There are things I like and things I don’t like about Lepore’s book. It’s certainly the most complete story we have. It tells of the family’s involvement in a cult of female sexual power, which is fascinating but not too fantastical (such groups were not unheard of in this time or even earlier in US history, and indeed had some connections with polyamory). It unpacks the feminism and gender roles of the time, and the division of labor within the household. It chronicles the patchy employment path Marston had, and the ways in which Holloway and Byrne earned much of the money for the household. I also like the attention paid to Huntley as a member of the family, who is often not mentioned in most reports. It’s complex, and I appreciate that.
On the other hand, Lepore doesn’t consistently respect her sources. While she takes this interview with Lampe at face value, she also blatantly balks at Holloway’s version of the events as to why Harvard didn’t grant her a Ph.D. (“Holloway was either lying or misremembering”, p. 59). The tone of her book is ambiguous. Sometimes she favors the unconventional family arrangement and other times not so much. In general, she paints a portrait of it that is perhaps harsher than it needs to be. And yet, I appreciate that she doesn’t cut Marston any slack as he seems to have had a habit of hitting on his students and that’s an abuse of power, so I’m reluctant to see him as all good.
The film by Angela Robinson, on the other hand, might tell a bit too rosy of a story. Specifically, Robinson picks up on the love implied to be between Holloway and Byrne (they kept living together, and some sources suggest they were in fact sexually and romantically involved while others deny it), and the film is really more of a movie about their relationship which Marston mostly happens to be in (except a really contrived part where he has to bring them together because they love each other and he wants to make sure they have each other even if they don’t have him). There’s a lot to like about this approach and interpretation. The women might still have been more open about their relationship with a man than their relationship with each other, and this story might be erased and need more attention. But it downplays Marston’s potential exploitation (again, that Lepore might have in contrast overplayed), and it downplays the division of labor mentioned above. Sure, Holloway is seen working and Byrne meets her at the door and takes her coat in a Normal Rockwell-esque scene. Holloway’s “deal” (one wife at work, one wife at home) is cut, which I’m glad of because of the reasons mentioned above why I find it problematic, but sad of because it glosses over an important economic reality. Not only did Holloway work outside the home, but Byrne wrote a Family Circle column from within it (in which she interviewed Marston as though they didn’t live together). I don’t think we see any of this detail in the film.
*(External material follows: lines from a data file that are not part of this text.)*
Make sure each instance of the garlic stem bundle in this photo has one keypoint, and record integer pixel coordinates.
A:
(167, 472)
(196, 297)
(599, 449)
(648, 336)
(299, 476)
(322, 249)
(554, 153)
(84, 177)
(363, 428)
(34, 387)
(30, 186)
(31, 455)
On the other hand, the film has a nice scene early on with Holloway ranting about Harvard’s lack of respect for her, and debating on the merits of Radcliffe versus Harvard. This nuanced conversation which is otherwise irrelevant suggests to me that I’m not the only one who was annoyed by Lepore’s treatment of this topic!
There are several notable absences. Huntley isn’t in the film, which is a bummer but I understand it makes it a very complex story. The cult of female sexual power isn’t in the film either (although there is a bondage club, briefly, but it’s not at all the same thing). There could be more Wonder Woman, honestly.
Of course, it’s a film and it can’t do everything. However, I would have rather had a film about these things than some of the drama we did get in the film, which I saw as contrived simply to follow the narrative rules of a romance. A lot of attention is paid to an early boyfriend of Olive’s. He has some good one-liners, but it’s not as interesting as everyone meeting at Marston’s aunt’s house to talk about how women should rule the world and have lots of sex. The neighbors find out and the family kind of splits for a while, which I’m pretty sure didn’t happen and isn’t as interesting as simply presenting the layers of lies told about the family even within the family (to Olive’s children who thought their father, named William K. Richard, was dead — at least according to Lepore). Obviously they reconcile and we end on a nice note about Wonder Woman, but some deeper exploration of gender politics and the Comics Code would have been more welcome in my opinion.
And yet, I would still recommend watching this film. It’s a sweet poly love story and period piece. Maybe Lepore’s version is too sour and Robinson’s is too sweet, and the truth is surely somewhere in between. And I’m still uncomfortable for the fact that this is all family secrets that some family members didn’t want this talked about, but here I am talking about it anyway.